Refilling Test Holes
It is the property owner's responsibility to refill test pits. This should be done as soon as possible after the soils have been evaluated. Unfilled test pits may be a danger to people and wildlife. The owner may be liable for injuries or loss if the test pits are not refilled.
Soils That Drain Too Fast vs Not At All
Sites with soils that drain too fast require a special system to treat the sewage more effectively before it goes into the drainfield. Advanced on-site system technology has allowed more sites to be developed over the years, but they cannot solve all problems. For example, some sites do not have deep enough soils, or have a shallow water table. Some sites do not have room for the required setbacks to be met. These constraints may prevent approval of a septic permit. A seasonal water table may limit the development possibilities at a site and must be tested for.
Indications of a Seasonal Water Table
In the course of evaluating soils for the purpose of on-site septic system design, certain soil characteristics such as, color, mottling, root penetration and compaction may be observed that indicate the presence of a seasonal water table. In such cases it may be useful to observe the soils during the wet season to determine actual water table.
- Historic information in division files
- Alterations of landscape which, in the opinion of Environmental Health, could alter the flow of surface/ground water on the site
- Observations of wetland habitat or vegetation
- Proximity to water bodies, such as irrigation ditches, marshes, shorelines, streams, lake, etc.
- Areas or lots located in floodplains
Seasonal Water Table Observation
When it is determined that an area requires a seasonal observation, the applicant will be informed of that decision and instructed to apply for a Seasonal Water Table Observation Permit. Fees will be required as per the fee schedule in effect at that time. The responsibility for the application and providing observation ports will lie with the applicant.

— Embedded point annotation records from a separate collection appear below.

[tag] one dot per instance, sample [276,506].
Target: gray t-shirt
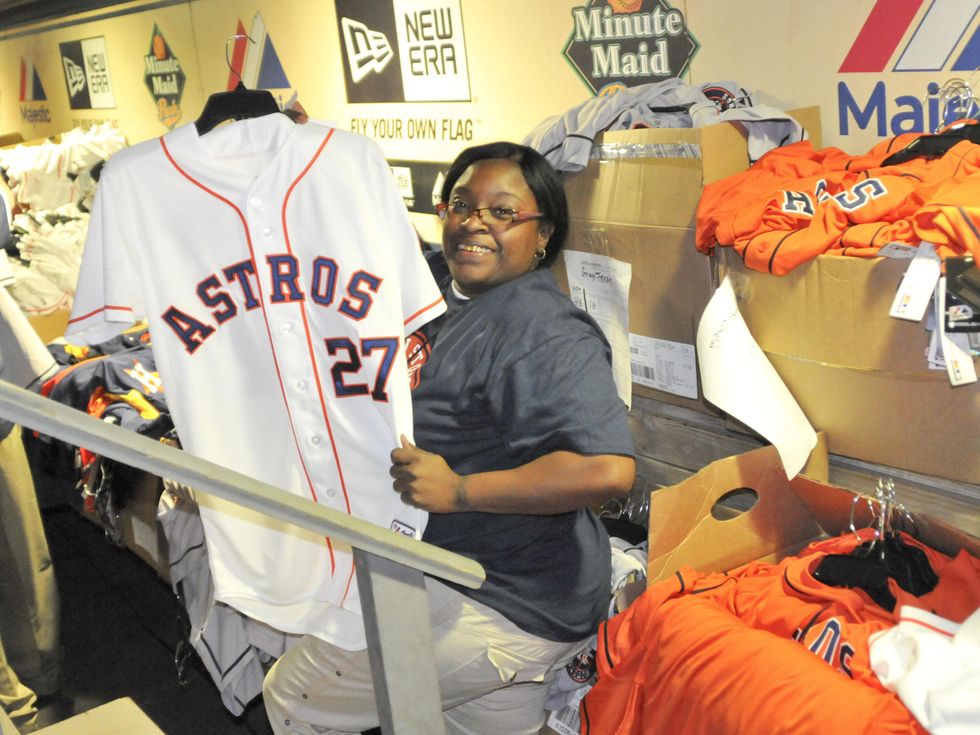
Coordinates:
[510,376]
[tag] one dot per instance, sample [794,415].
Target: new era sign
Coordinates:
[403,50]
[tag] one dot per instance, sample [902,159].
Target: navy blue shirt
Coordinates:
[512,375]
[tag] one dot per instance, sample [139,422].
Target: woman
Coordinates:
[519,432]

How Long a Site Registration is Valid
A Preliminary Site Registration is good for ONE year. Your septic system designer should file the Official Site Registration paperwork once the soils have been confirmed by Environmental Health Staff or submit the septic system design for approval. Site registrations for which no decision has been issued within 12 months following the date of application (due to lack of action by the applicant) shall expire by limitation.
An Official Site Registration does not have an expiration date so long as the original findings remain valid. It simply states the soil conditions at the time the evaluation was done. It is sometimes necessary to re-evaluate the soil if conditions change. For example, a proposed building location may require the drainfield to be located in an area different from planned. Certain activities such as grading, filling or logging of the property can alter the original findings and render the Site Registration invalid. Excess stormwater may also damage or alter the soils. Please note that the need for possible reevaluation increases the longer it has been since the soils were originally evaluated.

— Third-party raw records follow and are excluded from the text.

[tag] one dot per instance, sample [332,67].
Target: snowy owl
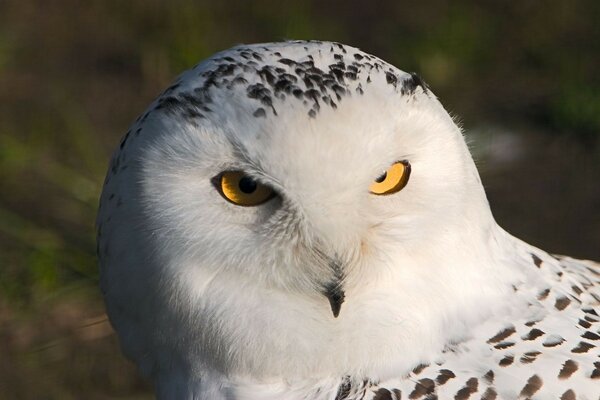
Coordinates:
[303,221]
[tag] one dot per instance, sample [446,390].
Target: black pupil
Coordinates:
[381,178]
[247,185]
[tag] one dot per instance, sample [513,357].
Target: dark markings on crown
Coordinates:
[536,260]
[533,384]
[506,361]
[489,377]
[568,395]
[409,85]
[584,323]
[285,77]
[382,394]
[562,303]
[590,335]
[568,369]
[503,334]
[470,387]
[334,289]
[422,388]
[529,357]
[489,394]
[582,347]
[444,376]
[543,294]
[419,368]
[590,311]
[596,372]
[533,334]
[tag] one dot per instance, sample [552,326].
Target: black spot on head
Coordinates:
[423,387]
[506,361]
[591,335]
[444,376]
[596,372]
[568,369]
[562,303]
[260,112]
[503,334]
[533,334]
[391,78]
[409,85]
[489,394]
[286,61]
[543,294]
[489,377]
[536,260]
[584,323]
[529,357]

Caution: Approval of Official Site Registrations by the county does not constitute approval of either a future building or septic permit and all permits will be in compliance with all applicable state and county regulations at the time of application. An Approved Official Site Registration does not allow your site to be `grandfathered' for a specific type of system at some future date. At the time of installation, any septic design must meet all other current codes and requirements.

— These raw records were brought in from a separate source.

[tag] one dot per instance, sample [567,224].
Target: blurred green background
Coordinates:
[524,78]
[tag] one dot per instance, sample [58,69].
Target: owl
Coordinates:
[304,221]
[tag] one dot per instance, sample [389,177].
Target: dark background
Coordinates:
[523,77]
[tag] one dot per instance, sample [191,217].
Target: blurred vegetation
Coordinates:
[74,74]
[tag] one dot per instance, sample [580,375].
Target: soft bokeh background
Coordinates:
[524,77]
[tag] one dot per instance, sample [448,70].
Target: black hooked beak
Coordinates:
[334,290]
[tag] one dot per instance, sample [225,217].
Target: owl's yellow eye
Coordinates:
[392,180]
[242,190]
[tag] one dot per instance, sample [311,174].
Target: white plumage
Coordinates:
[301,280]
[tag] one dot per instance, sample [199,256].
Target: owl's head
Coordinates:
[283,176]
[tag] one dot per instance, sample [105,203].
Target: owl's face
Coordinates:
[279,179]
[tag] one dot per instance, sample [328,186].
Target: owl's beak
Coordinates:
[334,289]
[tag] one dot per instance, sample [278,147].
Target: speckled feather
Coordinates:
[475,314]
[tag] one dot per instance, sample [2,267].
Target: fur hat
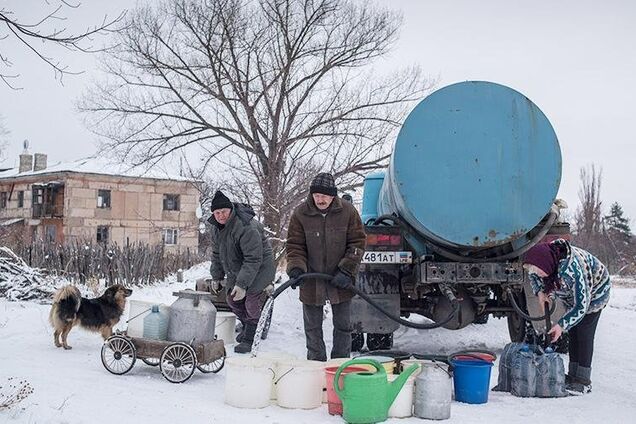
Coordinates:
[323,183]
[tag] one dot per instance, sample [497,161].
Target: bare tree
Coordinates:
[588,218]
[4,133]
[273,90]
[38,37]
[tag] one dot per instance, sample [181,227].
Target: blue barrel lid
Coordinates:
[475,164]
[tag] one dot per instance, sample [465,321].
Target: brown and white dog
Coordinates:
[98,315]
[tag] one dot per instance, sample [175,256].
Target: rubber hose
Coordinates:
[370,301]
[519,311]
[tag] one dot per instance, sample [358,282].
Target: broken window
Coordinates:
[170,236]
[103,199]
[170,202]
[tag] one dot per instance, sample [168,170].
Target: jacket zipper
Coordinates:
[324,243]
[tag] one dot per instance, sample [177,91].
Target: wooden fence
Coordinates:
[133,263]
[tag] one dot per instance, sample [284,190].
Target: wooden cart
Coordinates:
[176,360]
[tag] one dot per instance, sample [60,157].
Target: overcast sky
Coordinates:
[575,59]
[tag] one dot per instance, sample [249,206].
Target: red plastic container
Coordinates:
[334,403]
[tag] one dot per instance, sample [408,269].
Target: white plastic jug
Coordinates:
[156,324]
[248,382]
[136,314]
[402,406]
[299,384]
[276,358]
[225,327]
[433,392]
[335,362]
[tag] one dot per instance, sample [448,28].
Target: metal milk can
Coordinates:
[192,316]
[433,392]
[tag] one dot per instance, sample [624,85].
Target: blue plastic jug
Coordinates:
[156,324]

Site Registration for Land Subdivision
State and local codes have long required a soils evaluation to be done for land subdivisions to ensure that suitable soils for on-site septic system (OSS) exist on each proposed lot to prevent the creation of lots that later would be found to effectively be "unbuildable". Thorough evaluation of proposed parcels is strongly encouraged to locate areas where vertical separation greater than or equal to 24 inches can be maintained in all seasons of the year. Site registrations performed for the purpose of land division must also include information demonstrating that the proposed water supply is adequate.